Quelle lezioni (in malafede) contro il nazionalismo

Il sovranismo viene descritto come l'anticamera di xenofobia e razzismo, oltre che come causa di ogni negatività. Ma chi vuole ricacciarlo nel passato sbaglia

populismo populista populisti

Marcello Veneziani

-

Ma davvero volete farci credere che il guaio principale del nostro tempo, in Italia, in Europa e nel mondo, sia il nazionalismo? Da Angela Merkel a Emmanuel Macron, da George Soros a Sergio Mattarella, dal Collettivo Media e Intellettuali Uniformati fino ai cantanti e persino agli astrofisici, tutti additano il nazionalismo come il male principale da debellare, anzi la causa di tutti i mali presenti.

L’astrofisico Rovelli ha scoperto nel nazionalismo un buco nero senza eguali nell’universo... Prima ancora d’interrogarci sul nazionalismo, la sua esistenza e la sua consistenza, passiamo in breve rassegna le piaghe principali del momento e chiediamoci se hanno qualche relazione col nazionalismo.

Le piaghe contemporanee, sconnesse dal nazionalismo

Per cominciare, credete che la crisi economica mondiale e nazionale che viviamo da anni, l’espansione del debito, il buco nero della finanza, la disoccupazione e le nuove povertà, abbiano qualche rapporto con il nazionalismo o non siano piuttosto il frutto di governi, politiche, scelte economiche di segno opposto?

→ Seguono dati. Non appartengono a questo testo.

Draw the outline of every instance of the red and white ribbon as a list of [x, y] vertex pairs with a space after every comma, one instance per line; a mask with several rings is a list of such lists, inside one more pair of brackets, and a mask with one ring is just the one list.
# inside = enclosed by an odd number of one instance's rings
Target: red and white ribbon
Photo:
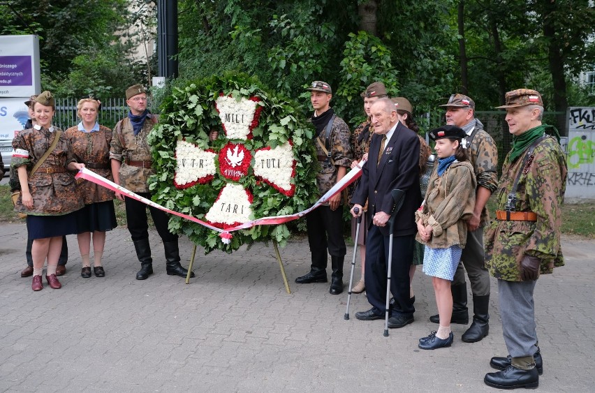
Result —
[[203, 226], [207, 227], [209, 229], [212, 230], [216, 230], [219, 232], [219, 237], [221, 238], [221, 240], [223, 243], [228, 244], [232, 237], [231, 232], [240, 230], [241, 229], [248, 229], [252, 228], [256, 225], [277, 225], [277, 224], [282, 224], [284, 223], [287, 223], [288, 221], [291, 221], [293, 220], [296, 220], [300, 217], [303, 217], [314, 209], [317, 208], [322, 204], [328, 201], [329, 199], [332, 198], [334, 195], [340, 193], [343, 190], [344, 190], [349, 184], [355, 181], [360, 176], [362, 175], [362, 165], [364, 165], [365, 161], [361, 161], [358, 166], [352, 169], [347, 175], [346, 175], [343, 179], [341, 179], [331, 189], [330, 189], [325, 195], [323, 195], [311, 207], [306, 209], [305, 210], [302, 210], [298, 213], [294, 213], [293, 214], [288, 214], [285, 216], [274, 216], [270, 217], [262, 217], [260, 218], [256, 218], [256, 220], [252, 220], [243, 224], [239, 225], [237, 226], [235, 226], [233, 228], [229, 228], [226, 229], [221, 229], [215, 226], [212, 225], [207, 222], [203, 221], [202, 220], [199, 220], [192, 216], [189, 216], [187, 214], [184, 214], [182, 213], [178, 213], [177, 212], [174, 212], [173, 210], [170, 210], [163, 206], [155, 203], [151, 200], [147, 199], [145, 198], [142, 198], [140, 195], [138, 195], [132, 191], [130, 191], [121, 186], [118, 186], [113, 181], [108, 180], [105, 177], [99, 176], [94, 172], [89, 170], [86, 168], [83, 168], [79, 171], [79, 172], [76, 175], [77, 179], [85, 179], [85, 180], [88, 180], [89, 181], [92, 181], [96, 184], [105, 187], [112, 191], [117, 191], [122, 194], [125, 195], [128, 198], [131, 198], [132, 199], [138, 200], [145, 203], [145, 205], [148, 205], [149, 206], [152, 206], [156, 209], [159, 209], [166, 212], [166, 213], [169, 213], [170, 214], [175, 214], [178, 216], [179, 217], [182, 217], [186, 220], [189, 220], [193, 223], [196, 223], [198, 224], [200, 224]]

Pensate che la corruzione delle classi dirigenti, la loro diffusa inadeguatezza, cecità e incapacità di guidare e rappresentare gli interessi reali dei popoli, l’abisso tra governati e governanti, tra le istituzioni e i cittadini, siano figli del nazionalismo o piuttosto dei partiti, regimi, modelli politici opposti che hanno finora dominato l’Italia, l’Europa e la globalizzazione?

Credete che il degrado della vita pubblica, dei nostri centri storici, della cultura e dell’educazione dei popoli, le emergenze ambientali, la crisi delle famiglie, del lavoro e del sud, le violenze sessuali, le ingiustizie sociali siano scaturiti dai nazionalismi o piuttosto siano il frutto di processi, mentalità, governi, ideologie, modelli permissivi che nulla hanno a che vedere con il nazionalismo?

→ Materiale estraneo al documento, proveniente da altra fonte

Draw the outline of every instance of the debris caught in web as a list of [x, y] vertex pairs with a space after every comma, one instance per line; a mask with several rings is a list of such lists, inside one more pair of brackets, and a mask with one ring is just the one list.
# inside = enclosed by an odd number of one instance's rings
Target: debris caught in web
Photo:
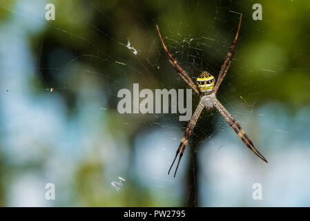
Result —
[[135, 48], [131, 47], [130, 46], [130, 42], [129, 41], [129, 39], [127, 39], [128, 41], [128, 42], [127, 43], [127, 48], [128, 48], [129, 50], [132, 49], [133, 50], [133, 53], [135, 55], [137, 55], [137, 54], [138, 53], [138, 52], [137, 51], [137, 50], [135, 50]]
[[117, 191], [121, 189], [122, 186], [123, 186], [123, 184], [122, 183], [122, 182], [126, 181], [125, 179], [124, 179], [121, 177], [119, 177], [118, 178], [119, 179], [119, 182], [113, 181], [111, 182], [111, 185], [113, 186], [114, 187], [115, 187], [115, 189]]

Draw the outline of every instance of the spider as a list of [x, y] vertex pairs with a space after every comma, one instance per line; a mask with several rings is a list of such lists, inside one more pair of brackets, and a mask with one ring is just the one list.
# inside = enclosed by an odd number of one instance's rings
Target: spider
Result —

Pensate che il declino di Paesi come l’Italia, dove i morti superano i nati, i vecchi superano i giovani, siano un prodotto del nazionalismo o piuttosto di una complessa involuzione delle nostre società in cui tutto c’era meno che il nazionalismo? 

Egoismo, dittatura del presente, rifiuto di ogni proiezione nel futuro, senso di decadenza, orizzonte globale di consumi... O all’opposto, la bomba demografica nel Sud del mondo, gli effetti collaterali della globalizzazione a ogni livello, pensate che abbiano qualche nesso col nazionalismo? E i disagi, le insicurezze, il caos scaturiti dai flussi incontrollati di immigrati clandestini, sono stati provocati o favoriti dal nazionalismo o il contrario, semmai il nazionalismo è invocato – a torto o ragione, ognuno poi dirà la sua – come rimedio per arginare, controllare, respingere tali flussi?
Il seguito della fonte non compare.